Rendering shows $70 million Hagfors Center for Science, Business and Religion, now under construction at Augsburg College in Minneapolis. Courtesy Augsburg.

The University of St. Thomas and the University of Minnesota, which built new business schools last decade, have company.

Retired business executive Norm Hagfors and his wife, Evangeline, were the lead, $10 million donors to the just-under-construction Hagfors Center for Science, Business and Religion, at Augsburg College.

The $70 million, integrated-discipline complex will anchor the expanding west end of the Minneapolis college that serves 3,500 undergraduate and graduate students. The 135,000-square-foot building is to open in January of 2018. The science hall to the east will be demolished after that, replaced by an arboretum that will be part of an ongoing campus greening project.

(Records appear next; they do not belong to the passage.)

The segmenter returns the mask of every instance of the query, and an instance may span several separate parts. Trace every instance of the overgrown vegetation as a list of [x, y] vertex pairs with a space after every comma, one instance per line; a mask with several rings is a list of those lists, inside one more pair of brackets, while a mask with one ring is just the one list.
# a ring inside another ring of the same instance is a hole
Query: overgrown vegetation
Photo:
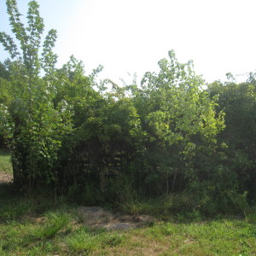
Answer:
[[[85, 75], [74, 56], [55, 67], [56, 32], [42, 40], [36, 1], [26, 26], [16, 1], [6, 3], [15, 39], [0, 33], [10, 56], [0, 65], [0, 137], [17, 191], [48, 190], [55, 200], [108, 202], [131, 213], [253, 216], [254, 73], [243, 83], [228, 74], [207, 84], [191, 61], [180, 63], [171, 50], [140, 84], [96, 82], [102, 67]], [[3, 218], [26, 214], [30, 203], [1, 210]]]

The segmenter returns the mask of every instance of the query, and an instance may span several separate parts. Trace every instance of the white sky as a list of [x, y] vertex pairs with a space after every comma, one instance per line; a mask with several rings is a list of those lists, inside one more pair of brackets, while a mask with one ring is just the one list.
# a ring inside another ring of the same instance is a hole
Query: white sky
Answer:
[[[28, 0], [17, 0], [26, 15]], [[98, 64], [102, 77], [118, 82], [126, 73], [157, 71], [173, 49], [192, 59], [207, 82], [256, 68], [255, 0], [38, 0], [46, 29], [55, 28], [59, 65], [73, 54], [86, 73]], [[25, 15], [26, 16], [26, 15]], [[0, 31], [9, 32], [0, 0]], [[0, 47], [0, 60], [7, 55]]]

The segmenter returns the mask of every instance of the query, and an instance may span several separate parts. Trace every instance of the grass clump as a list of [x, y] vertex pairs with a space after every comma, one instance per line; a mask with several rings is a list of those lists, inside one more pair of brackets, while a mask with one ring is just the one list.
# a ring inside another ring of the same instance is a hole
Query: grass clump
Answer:
[[46, 222], [35, 231], [35, 236], [40, 239], [52, 238], [58, 231], [67, 228], [70, 223], [67, 212], [48, 212]]
[[73, 252], [89, 253], [106, 247], [119, 245], [124, 241], [124, 236], [104, 230], [90, 232], [88, 228], [82, 227], [71, 234], [66, 241]]

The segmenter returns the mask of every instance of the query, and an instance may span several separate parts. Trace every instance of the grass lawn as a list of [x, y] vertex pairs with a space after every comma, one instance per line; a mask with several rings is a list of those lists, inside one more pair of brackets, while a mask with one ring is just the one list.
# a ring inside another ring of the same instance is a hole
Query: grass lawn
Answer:
[[[8, 154], [0, 166], [11, 172]], [[106, 231], [90, 229], [76, 206], [52, 198], [24, 198], [0, 184], [0, 255], [256, 255], [256, 224], [245, 219], [183, 218]]]

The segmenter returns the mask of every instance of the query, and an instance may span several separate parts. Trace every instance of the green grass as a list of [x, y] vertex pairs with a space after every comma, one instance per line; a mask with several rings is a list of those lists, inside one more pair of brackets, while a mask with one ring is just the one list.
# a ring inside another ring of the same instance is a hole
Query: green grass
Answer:
[[46, 207], [44, 200], [13, 195], [2, 206], [0, 255], [256, 254], [256, 224], [246, 219], [176, 218], [117, 232], [89, 229], [63, 201], [48, 200]]
[[[11, 172], [9, 160], [0, 154], [0, 166]], [[168, 221], [106, 231], [84, 226], [75, 207], [55, 201], [50, 192], [24, 198], [11, 184], [0, 184], [0, 255], [256, 255], [255, 211], [244, 218], [205, 219], [180, 211], [186, 200], [119, 205], [125, 212]]]

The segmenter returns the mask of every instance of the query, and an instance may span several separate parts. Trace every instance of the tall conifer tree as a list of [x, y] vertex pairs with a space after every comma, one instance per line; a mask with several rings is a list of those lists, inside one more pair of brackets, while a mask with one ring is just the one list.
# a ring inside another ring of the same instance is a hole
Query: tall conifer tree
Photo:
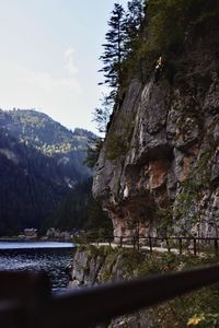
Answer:
[[111, 86], [115, 93], [122, 82], [124, 58], [124, 9], [118, 3], [114, 4], [108, 26], [110, 31], [105, 35], [106, 43], [103, 45], [104, 52], [100, 57], [103, 61], [103, 68], [100, 71], [104, 73], [105, 81], [103, 83]]

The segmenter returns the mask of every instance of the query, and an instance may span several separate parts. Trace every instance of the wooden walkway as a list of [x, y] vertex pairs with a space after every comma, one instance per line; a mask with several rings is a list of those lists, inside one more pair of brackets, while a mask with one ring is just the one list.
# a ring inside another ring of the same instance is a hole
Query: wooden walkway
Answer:
[[[116, 241], [116, 242], [115, 242]], [[205, 256], [206, 254], [219, 256], [219, 238], [203, 237], [130, 237], [115, 236], [96, 238], [94, 246], [111, 246], [112, 248], [136, 248], [150, 253], [173, 253], [178, 255], [191, 254], [193, 256]]]

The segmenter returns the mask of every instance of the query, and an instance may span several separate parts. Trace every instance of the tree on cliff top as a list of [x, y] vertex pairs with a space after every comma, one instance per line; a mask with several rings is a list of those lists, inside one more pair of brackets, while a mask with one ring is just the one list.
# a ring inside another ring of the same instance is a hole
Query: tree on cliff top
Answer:
[[143, 0], [130, 0], [127, 3], [127, 12], [118, 3], [114, 4], [112, 16], [108, 21], [110, 30], [105, 35], [106, 43], [103, 55], [100, 59], [103, 61], [104, 82], [112, 92], [108, 96], [115, 99], [124, 80], [124, 60], [135, 49], [135, 40], [138, 36], [145, 12]]
[[[103, 44], [104, 52], [100, 57], [103, 68], [100, 72], [104, 73], [105, 81], [112, 89], [116, 89], [122, 82], [122, 60], [124, 57], [124, 9], [115, 3], [112, 16], [108, 21], [110, 31], [105, 35], [106, 43]], [[103, 84], [100, 83], [100, 84]]]

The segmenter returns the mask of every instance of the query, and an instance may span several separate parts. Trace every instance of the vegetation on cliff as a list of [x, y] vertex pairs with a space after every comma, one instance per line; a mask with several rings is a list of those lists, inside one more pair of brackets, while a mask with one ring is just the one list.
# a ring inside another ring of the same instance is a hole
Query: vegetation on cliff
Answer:
[[95, 136], [14, 109], [0, 110], [0, 234], [43, 229], [77, 183], [91, 176], [83, 162]]

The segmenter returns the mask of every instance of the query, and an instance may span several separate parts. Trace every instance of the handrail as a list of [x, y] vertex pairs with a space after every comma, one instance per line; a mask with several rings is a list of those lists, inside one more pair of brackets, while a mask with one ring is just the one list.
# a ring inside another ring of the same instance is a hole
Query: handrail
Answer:
[[[45, 285], [44, 279], [39, 277], [37, 284], [42, 281]], [[18, 295], [15, 298], [10, 296], [8, 303], [4, 300], [0, 301], [0, 323], [7, 328], [85, 328], [216, 282], [219, 282], [219, 265], [83, 288], [53, 297], [45, 294], [47, 288], [44, 288], [41, 289], [39, 297], [44, 311], [38, 301], [34, 302], [39, 300], [38, 293], [36, 298], [34, 293], [31, 293], [32, 306], [28, 304], [30, 298], [19, 300]], [[10, 289], [10, 285], [8, 288]], [[25, 285], [23, 288], [25, 289]], [[12, 318], [12, 314], [16, 315], [16, 320]]]
[[[177, 249], [178, 254], [185, 253], [185, 250], [193, 251], [194, 256], [197, 256], [200, 254], [200, 246], [203, 245], [203, 242], [205, 243], [211, 243], [212, 249], [215, 251], [215, 255], [219, 255], [219, 237], [185, 237], [185, 236], [164, 236], [164, 237], [154, 237], [154, 236], [141, 236], [141, 235], [119, 235], [119, 236], [103, 236], [103, 237], [95, 237], [95, 236], [88, 236], [87, 242], [93, 242], [100, 245], [101, 241], [103, 243], [107, 243], [110, 246], [112, 246], [113, 241], [116, 242], [117, 246], [119, 247], [126, 247], [127, 243], [128, 245], [132, 245], [134, 248], [146, 248], [148, 247], [149, 250], [152, 253], [157, 246], [154, 246], [154, 242], [165, 242], [165, 248], [168, 251], [171, 251], [171, 249]], [[176, 244], [171, 245], [170, 242], [176, 242]], [[187, 247], [184, 244], [184, 242], [188, 243]], [[212, 243], [214, 242], [214, 243]], [[191, 248], [192, 247], [192, 248]], [[158, 250], [158, 249], [155, 249]], [[201, 254], [205, 251], [205, 249], [201, 250]]]

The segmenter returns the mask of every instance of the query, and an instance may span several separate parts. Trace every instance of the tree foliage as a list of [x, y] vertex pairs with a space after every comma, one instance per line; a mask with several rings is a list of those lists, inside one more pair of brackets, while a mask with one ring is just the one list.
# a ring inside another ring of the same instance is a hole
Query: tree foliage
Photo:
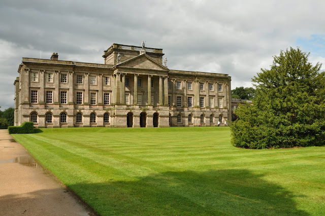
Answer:
[[232, 98], [240, 100], [251, 100], [255, 96], [255, 90], [254, 88], [237, 87], [232, 90]]
[[309, 53], [290, 48], [252, 79], [253, 105], [235, 111], [232, 144], [250, 148], [322, 145], [325, 142], [325, 74]]

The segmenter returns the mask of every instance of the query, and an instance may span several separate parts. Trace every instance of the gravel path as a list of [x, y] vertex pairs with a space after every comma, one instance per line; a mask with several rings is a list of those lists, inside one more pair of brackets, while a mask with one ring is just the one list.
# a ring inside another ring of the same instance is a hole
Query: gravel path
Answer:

The capital campaign, so far at $54 million, is eight times more than Augsburg has ever raised.
Norm Hagfors, who studied electrical engineering at the University of Minnesota, was still a student when he joined founder Earl Bakken in the 1950s as the No. 4 employee at Medtronic, then located in a northeast Minneapolis garage.

Hagfors, who holds several patents, helped transform Medtronic as director of research and manufacturing from an electrical-equipment repair outfit to a global medical device manufacturer.

Hagfors, a low-profile executive during his career, also founded a company that pioneered development of electrical pain-control devices that was sold to Johnson & Johnson. Before his retirement, he was president of another firm and a partner in KLGT-23 TV.

Hagfors, an Augsburg board member, said his interest in science was piqued by a high school science teacher who was an "Auggie." Evangeline Hagfors has familial ties that go back nearly a century to the college.

The multiyear capital campaign was led by Mike Good, an Augsburg graduate and former All-American wrestler, who retired as CEO of Sotheby's Realty in 2012 to kick-start a then-stalled campaign.

A third of Augsburg's undergraduate students are minorities and immigrants.

The compact campus is located across Riverside Avenue, across from the West Bank of the University of Minnesota in the Cedar-Riverside neighborhood. Augsburg, founded as a Lutheran seminary in 1869, cites its strengths as its urban location, diversity, and being a small institution with strong ties to the community and around the globe. It also sponsors the annual Nobel Peace Prize Forum in America.